Sonically speaking, the project draws from Kinsella’s extensive background in genre-pushing rock and Pulse’s ear for minimalist electronic sounds — and interestingly enough, they managed such an artistic symbiosis together that “To a large degree we don’t even know who programmed what beat, and who programmed what synth line,” Kinsella reflects.  According to Kinsella, he and Pulse were “stunned” by what they had created, the entire process was far from perfect. “Of course there were snags, technological and psychological. And of course we threw a good amount away. But what was left was not the result of trying to write songs, but the effortless evidence of what emerged when we got clear in our intentions and then just let it out,” Kinsella says. 
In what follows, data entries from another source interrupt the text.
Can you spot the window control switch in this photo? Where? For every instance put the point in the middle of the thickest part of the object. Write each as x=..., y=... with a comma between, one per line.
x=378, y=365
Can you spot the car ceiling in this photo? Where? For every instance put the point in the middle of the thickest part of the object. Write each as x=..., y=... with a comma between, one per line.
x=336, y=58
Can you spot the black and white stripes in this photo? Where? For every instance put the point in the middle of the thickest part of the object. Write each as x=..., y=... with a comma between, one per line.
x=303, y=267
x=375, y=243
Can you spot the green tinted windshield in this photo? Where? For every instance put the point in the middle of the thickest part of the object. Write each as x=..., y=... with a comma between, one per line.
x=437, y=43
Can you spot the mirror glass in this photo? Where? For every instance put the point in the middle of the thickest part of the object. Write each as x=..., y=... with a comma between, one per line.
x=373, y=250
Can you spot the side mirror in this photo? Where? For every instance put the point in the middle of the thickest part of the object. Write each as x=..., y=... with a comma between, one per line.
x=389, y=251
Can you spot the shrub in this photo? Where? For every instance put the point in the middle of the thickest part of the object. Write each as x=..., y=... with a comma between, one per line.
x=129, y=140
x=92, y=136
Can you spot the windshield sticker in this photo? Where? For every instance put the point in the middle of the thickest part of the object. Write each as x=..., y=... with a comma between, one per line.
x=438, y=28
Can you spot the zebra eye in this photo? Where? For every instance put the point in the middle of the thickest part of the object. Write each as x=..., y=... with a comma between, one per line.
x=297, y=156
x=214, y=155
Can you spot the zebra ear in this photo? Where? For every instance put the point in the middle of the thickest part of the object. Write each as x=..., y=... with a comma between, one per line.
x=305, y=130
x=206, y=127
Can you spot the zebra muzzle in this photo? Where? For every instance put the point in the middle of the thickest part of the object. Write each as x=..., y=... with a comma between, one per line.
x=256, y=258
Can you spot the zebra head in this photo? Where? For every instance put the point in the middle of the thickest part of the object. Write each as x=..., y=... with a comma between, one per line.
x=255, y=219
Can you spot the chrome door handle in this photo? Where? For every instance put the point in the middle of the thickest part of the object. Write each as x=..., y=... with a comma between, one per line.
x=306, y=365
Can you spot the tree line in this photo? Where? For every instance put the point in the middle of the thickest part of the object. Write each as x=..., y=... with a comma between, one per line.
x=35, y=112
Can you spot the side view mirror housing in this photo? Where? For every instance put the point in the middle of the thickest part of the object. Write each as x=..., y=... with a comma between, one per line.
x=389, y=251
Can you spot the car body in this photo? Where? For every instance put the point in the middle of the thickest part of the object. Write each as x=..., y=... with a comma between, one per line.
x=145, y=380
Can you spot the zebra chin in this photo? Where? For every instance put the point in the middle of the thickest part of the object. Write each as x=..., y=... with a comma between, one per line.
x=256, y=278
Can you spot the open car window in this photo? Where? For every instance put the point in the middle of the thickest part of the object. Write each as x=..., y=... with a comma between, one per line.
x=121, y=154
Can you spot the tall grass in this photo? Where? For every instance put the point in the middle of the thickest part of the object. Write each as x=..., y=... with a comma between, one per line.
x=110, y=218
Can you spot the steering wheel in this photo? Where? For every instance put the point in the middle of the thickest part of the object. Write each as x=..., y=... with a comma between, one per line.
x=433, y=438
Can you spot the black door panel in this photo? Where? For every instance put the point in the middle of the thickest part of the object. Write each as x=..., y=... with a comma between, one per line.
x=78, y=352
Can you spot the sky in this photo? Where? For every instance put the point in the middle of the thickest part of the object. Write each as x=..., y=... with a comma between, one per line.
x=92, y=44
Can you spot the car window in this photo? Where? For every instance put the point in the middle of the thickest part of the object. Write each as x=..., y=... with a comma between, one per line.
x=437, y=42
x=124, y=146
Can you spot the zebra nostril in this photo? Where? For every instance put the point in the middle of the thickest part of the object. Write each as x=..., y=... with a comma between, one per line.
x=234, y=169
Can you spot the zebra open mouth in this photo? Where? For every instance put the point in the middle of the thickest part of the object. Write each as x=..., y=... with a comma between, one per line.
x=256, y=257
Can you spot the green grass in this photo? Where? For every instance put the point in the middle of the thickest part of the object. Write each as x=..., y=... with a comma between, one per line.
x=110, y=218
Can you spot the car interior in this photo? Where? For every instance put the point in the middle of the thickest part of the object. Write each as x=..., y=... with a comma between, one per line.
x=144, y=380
Now, as you may recall, the self titled album’s first single “Secret Meetings” was centered around a minimalist electronic production featuring whirring, buzzing and industrial clang and clatter, brief blasts of arpeggiated synths, chanted lyrics and a sensual and sweaty groove — with the end result being a track that was esoteric and cryptic, wildly adventurous and yet accessible. Interestingly, “Jenny Dreams of Pies,” the self-titled album’s second and latest single is a slow-burning, atmospheric track with thumping beats and glitchy electronics. Sonically speaking the song nods at The Fragile-era Nine Inch Nails and The Beat Escape’s Life’s Short The Answer is Long — but while superficially placid, the song possesses a tense and anxious undertone, that gives the song a nightmarish feel.